La gloutonnerie est dangereuse pour la santé

La gloutonnerie est dangereuse pour la santé

Je me trouvais ce matin à un rassemblement des personnels de l’APHP. L’Assistance Publique Hôpitaux de Paris regroupe l’essentiel des hôpitaux de Paris et plusieurs établissements en banlieue. En Essonne elle gère uniquement l’hôpital Joffre-Dupuytren à Draveil. Mais beaucoup d’Essonniens fréquentents les établissements de l’APHP en dehors du 91 selon les spécialités médicales dont ils ont besoin. Et puis les attaques dont est victime l’APHP sont les mêmes que celles qui touchent les autres hôpitaux publics. Avec une particularité qui excite les morfales qui veulent investir leur argent dans les cliniques privées. L’APHP fait en effet figure de bastion du public : à Paris on me dit que 80% des actes sont réalisés par ses établissements. C’est une source de profit en moins considérable pour les cliniques.

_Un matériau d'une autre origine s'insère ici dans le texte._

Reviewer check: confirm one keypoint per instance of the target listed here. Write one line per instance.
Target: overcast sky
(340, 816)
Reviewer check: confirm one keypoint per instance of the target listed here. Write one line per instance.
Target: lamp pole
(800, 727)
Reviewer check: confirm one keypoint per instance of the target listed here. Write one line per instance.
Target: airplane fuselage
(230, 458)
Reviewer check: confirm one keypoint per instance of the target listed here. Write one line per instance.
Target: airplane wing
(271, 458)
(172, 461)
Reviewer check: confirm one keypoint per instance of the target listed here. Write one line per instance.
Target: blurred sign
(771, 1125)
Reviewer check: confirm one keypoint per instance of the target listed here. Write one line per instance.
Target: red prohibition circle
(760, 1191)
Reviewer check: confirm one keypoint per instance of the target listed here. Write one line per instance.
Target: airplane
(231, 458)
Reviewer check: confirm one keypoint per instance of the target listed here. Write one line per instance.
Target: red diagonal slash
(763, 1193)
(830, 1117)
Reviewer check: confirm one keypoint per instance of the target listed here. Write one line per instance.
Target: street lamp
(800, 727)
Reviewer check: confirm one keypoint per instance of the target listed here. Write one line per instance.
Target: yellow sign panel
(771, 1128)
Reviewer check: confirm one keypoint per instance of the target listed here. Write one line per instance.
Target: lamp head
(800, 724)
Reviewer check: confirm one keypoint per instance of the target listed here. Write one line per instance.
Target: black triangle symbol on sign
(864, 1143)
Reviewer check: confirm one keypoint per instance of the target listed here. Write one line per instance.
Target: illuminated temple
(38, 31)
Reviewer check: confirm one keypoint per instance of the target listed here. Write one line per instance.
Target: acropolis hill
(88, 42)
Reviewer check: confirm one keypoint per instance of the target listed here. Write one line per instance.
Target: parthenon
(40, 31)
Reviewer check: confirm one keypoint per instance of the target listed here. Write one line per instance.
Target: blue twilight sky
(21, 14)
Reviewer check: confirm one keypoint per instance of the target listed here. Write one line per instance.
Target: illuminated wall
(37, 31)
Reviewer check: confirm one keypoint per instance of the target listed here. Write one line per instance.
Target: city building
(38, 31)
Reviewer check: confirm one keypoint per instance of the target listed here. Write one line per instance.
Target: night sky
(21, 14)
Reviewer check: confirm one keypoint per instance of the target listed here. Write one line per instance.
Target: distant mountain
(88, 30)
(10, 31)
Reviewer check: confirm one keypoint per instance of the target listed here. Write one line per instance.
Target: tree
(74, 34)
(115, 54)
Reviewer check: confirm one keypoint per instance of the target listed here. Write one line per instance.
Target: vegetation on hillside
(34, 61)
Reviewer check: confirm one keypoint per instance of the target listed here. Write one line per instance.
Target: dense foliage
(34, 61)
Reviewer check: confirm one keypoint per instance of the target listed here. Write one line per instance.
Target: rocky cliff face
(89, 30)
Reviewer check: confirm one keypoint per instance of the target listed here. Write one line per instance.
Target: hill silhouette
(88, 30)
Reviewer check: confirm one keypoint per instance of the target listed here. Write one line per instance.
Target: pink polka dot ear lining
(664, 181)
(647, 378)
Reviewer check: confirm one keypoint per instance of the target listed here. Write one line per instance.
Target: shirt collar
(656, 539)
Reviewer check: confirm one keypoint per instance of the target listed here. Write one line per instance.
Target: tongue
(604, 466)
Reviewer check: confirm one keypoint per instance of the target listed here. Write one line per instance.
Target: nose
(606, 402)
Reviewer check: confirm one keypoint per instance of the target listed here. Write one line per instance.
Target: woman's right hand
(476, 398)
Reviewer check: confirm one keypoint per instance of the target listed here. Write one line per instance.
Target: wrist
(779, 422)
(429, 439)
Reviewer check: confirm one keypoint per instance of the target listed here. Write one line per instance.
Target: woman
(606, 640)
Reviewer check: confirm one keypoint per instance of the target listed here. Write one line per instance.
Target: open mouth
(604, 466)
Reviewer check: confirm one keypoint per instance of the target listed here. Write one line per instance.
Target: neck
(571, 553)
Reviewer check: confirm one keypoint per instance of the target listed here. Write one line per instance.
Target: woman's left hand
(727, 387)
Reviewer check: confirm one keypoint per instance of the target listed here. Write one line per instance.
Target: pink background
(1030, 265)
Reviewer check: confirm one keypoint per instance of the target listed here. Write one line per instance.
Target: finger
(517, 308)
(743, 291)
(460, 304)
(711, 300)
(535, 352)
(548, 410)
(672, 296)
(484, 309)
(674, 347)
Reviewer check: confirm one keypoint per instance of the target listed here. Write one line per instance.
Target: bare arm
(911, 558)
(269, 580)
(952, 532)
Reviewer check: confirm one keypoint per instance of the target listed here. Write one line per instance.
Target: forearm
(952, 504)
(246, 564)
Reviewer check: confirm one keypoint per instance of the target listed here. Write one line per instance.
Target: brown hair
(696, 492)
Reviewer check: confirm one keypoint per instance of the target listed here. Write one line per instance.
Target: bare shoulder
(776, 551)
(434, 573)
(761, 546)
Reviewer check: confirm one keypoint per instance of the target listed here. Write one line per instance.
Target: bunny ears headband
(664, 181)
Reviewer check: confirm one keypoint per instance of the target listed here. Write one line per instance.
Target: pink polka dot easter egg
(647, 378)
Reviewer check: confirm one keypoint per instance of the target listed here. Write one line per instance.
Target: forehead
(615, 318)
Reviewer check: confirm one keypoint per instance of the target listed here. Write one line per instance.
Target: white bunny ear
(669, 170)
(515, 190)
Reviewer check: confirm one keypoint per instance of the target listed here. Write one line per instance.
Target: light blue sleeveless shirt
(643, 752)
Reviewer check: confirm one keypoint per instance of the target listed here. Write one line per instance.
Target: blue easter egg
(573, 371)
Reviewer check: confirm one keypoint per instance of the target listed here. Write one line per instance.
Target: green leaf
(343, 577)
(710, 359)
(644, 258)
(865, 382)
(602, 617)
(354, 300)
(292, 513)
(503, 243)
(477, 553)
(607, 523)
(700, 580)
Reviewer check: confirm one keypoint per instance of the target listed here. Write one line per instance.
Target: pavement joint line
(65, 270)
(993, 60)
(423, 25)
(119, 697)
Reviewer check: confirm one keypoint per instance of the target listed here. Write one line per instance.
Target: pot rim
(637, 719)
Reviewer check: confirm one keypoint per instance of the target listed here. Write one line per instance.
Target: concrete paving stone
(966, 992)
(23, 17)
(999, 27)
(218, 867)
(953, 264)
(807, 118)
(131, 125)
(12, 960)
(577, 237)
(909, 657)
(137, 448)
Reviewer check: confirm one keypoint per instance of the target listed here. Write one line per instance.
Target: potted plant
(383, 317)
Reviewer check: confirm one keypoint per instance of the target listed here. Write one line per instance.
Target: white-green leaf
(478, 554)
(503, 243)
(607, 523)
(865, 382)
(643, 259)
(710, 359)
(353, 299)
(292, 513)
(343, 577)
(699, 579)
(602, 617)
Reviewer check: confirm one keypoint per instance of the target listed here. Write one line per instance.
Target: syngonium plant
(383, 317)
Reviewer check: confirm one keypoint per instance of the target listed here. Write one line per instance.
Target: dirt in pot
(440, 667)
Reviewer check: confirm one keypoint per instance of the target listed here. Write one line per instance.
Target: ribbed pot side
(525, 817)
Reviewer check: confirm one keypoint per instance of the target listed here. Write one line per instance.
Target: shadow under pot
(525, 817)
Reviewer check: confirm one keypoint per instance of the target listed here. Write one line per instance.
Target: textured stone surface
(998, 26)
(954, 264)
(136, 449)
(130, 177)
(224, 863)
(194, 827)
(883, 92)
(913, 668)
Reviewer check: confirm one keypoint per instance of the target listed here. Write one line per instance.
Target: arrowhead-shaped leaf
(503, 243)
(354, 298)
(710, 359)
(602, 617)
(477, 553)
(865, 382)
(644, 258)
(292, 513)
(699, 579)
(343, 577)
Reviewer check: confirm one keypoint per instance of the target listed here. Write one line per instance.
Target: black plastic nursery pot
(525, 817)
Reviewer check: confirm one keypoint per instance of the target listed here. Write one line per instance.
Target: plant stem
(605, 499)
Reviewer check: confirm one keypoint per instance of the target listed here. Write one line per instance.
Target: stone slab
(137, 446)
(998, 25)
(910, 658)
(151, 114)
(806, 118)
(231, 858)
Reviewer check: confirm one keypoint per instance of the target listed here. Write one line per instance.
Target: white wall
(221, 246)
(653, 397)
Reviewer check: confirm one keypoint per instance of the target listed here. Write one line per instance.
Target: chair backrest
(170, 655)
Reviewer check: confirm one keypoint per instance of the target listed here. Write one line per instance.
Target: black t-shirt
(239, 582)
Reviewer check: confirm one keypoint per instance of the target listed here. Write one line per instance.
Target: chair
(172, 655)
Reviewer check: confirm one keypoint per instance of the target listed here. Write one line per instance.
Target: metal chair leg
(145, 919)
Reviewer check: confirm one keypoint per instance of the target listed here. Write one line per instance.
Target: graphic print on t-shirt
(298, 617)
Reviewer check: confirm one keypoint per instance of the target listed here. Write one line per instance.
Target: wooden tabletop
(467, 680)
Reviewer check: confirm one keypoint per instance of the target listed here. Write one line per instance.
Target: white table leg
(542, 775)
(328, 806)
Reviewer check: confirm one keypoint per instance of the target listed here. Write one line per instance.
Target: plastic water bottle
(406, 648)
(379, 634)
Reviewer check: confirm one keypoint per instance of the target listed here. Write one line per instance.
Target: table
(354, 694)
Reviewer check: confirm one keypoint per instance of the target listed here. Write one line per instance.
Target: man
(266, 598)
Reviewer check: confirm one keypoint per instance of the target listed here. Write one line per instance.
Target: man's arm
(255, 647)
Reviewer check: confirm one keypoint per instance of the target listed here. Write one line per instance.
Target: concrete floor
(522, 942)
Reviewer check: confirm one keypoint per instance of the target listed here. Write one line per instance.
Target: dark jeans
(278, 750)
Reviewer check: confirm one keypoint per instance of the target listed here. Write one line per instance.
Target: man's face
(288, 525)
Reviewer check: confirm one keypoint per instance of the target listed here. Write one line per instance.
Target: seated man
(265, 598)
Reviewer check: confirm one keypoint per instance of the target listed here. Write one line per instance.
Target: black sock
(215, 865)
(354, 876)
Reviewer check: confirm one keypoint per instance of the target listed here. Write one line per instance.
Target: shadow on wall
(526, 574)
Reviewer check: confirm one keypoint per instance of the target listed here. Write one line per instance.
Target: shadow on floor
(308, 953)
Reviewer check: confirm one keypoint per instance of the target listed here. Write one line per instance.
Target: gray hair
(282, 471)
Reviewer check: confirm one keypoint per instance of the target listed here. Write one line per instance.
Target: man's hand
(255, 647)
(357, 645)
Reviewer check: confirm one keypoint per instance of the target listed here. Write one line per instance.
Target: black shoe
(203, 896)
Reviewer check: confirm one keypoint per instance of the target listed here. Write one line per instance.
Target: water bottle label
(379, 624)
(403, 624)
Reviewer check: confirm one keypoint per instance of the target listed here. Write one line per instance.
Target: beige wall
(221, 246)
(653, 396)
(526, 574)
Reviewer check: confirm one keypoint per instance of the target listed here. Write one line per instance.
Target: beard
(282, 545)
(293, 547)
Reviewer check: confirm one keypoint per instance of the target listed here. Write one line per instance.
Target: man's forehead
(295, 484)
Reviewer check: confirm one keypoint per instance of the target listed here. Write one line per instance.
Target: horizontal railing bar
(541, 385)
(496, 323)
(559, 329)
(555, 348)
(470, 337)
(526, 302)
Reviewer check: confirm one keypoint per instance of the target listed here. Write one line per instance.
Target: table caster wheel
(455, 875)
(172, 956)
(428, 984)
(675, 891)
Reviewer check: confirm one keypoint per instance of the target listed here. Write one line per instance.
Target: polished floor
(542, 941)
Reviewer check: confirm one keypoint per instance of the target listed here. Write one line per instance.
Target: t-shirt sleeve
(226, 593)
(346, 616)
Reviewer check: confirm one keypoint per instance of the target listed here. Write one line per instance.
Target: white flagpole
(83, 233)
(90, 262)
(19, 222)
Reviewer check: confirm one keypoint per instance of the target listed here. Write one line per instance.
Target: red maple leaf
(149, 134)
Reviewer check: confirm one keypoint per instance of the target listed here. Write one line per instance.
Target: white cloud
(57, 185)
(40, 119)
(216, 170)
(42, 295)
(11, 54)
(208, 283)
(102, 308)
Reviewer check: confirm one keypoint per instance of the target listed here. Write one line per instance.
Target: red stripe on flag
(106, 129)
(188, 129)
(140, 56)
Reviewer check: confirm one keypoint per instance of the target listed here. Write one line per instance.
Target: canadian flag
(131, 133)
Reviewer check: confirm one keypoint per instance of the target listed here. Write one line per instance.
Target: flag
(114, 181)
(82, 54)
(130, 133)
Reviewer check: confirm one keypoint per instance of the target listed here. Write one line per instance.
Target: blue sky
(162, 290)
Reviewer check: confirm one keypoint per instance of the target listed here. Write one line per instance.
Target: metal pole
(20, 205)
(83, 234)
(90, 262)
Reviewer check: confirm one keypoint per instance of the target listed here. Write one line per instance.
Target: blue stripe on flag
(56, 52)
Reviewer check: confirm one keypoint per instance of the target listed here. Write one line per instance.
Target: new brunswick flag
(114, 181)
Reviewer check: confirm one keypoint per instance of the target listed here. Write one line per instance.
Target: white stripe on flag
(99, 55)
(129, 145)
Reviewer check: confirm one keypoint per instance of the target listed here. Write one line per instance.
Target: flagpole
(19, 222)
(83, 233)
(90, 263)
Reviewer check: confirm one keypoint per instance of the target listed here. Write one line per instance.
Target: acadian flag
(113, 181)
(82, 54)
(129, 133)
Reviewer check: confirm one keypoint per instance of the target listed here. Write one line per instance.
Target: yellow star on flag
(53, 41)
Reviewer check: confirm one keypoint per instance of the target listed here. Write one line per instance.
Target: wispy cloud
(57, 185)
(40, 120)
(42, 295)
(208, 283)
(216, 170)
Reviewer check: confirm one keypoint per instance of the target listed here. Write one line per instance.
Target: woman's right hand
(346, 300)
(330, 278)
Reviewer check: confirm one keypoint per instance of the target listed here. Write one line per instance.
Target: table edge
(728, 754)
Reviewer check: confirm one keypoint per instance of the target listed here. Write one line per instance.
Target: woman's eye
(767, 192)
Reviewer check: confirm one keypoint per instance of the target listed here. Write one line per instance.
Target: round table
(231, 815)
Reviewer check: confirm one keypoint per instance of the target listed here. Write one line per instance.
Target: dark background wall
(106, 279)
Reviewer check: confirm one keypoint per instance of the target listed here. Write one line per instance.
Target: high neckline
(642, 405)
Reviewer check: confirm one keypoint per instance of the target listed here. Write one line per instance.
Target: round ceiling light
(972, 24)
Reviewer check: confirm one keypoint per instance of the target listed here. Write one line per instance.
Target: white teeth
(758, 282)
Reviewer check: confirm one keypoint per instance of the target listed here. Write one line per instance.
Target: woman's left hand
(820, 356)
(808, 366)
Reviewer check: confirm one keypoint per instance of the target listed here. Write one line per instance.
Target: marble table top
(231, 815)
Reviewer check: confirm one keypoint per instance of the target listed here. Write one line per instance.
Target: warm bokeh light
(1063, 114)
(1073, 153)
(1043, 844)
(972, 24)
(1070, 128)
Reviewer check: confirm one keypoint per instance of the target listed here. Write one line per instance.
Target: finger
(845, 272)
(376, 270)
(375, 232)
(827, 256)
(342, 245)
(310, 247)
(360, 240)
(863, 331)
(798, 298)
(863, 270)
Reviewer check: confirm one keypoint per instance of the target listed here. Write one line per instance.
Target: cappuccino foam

Alors les pressions se multiplient pour mettre à bas ce « monstre bureaucratique » que serait l’APHP (appellation rituelle des services publics à nettoyer pour faire place à la bureaucratie mille fois plus monstrueuse du profit privé). Avec toujours les mêmes recettes : fermetures de services et d’établissements, suppressions de personnels… Le hasard de mon engagement militant me fait cotoyer plusieurs salariés de ce secteur et je mesure à la fatigue qui s’accumule sur leur visage la dégradation effroyablement rapide de leurs conditions de travail. Après il ne faudra pas s’étonner s’il y a des accidents. D’ailleurs même les accidents deviennent pour les libéraux qui en sont responsables des prétextes à chanter des odes aux cliniques privées. Avez-vous remarqué que ceux qui dénoncent les services hospitaliers soit disant dangereux parce qu’ils ne pratiqueraient pas assez d’actes ne réservent cette comptabilité qu’au secteur public. Le privé est réputé automatiquement sûr. Normal, si c’est plus cher, c’est que c’est mieux ! Le pire c’est que certains le croient. N’est-ce pas Johnny ?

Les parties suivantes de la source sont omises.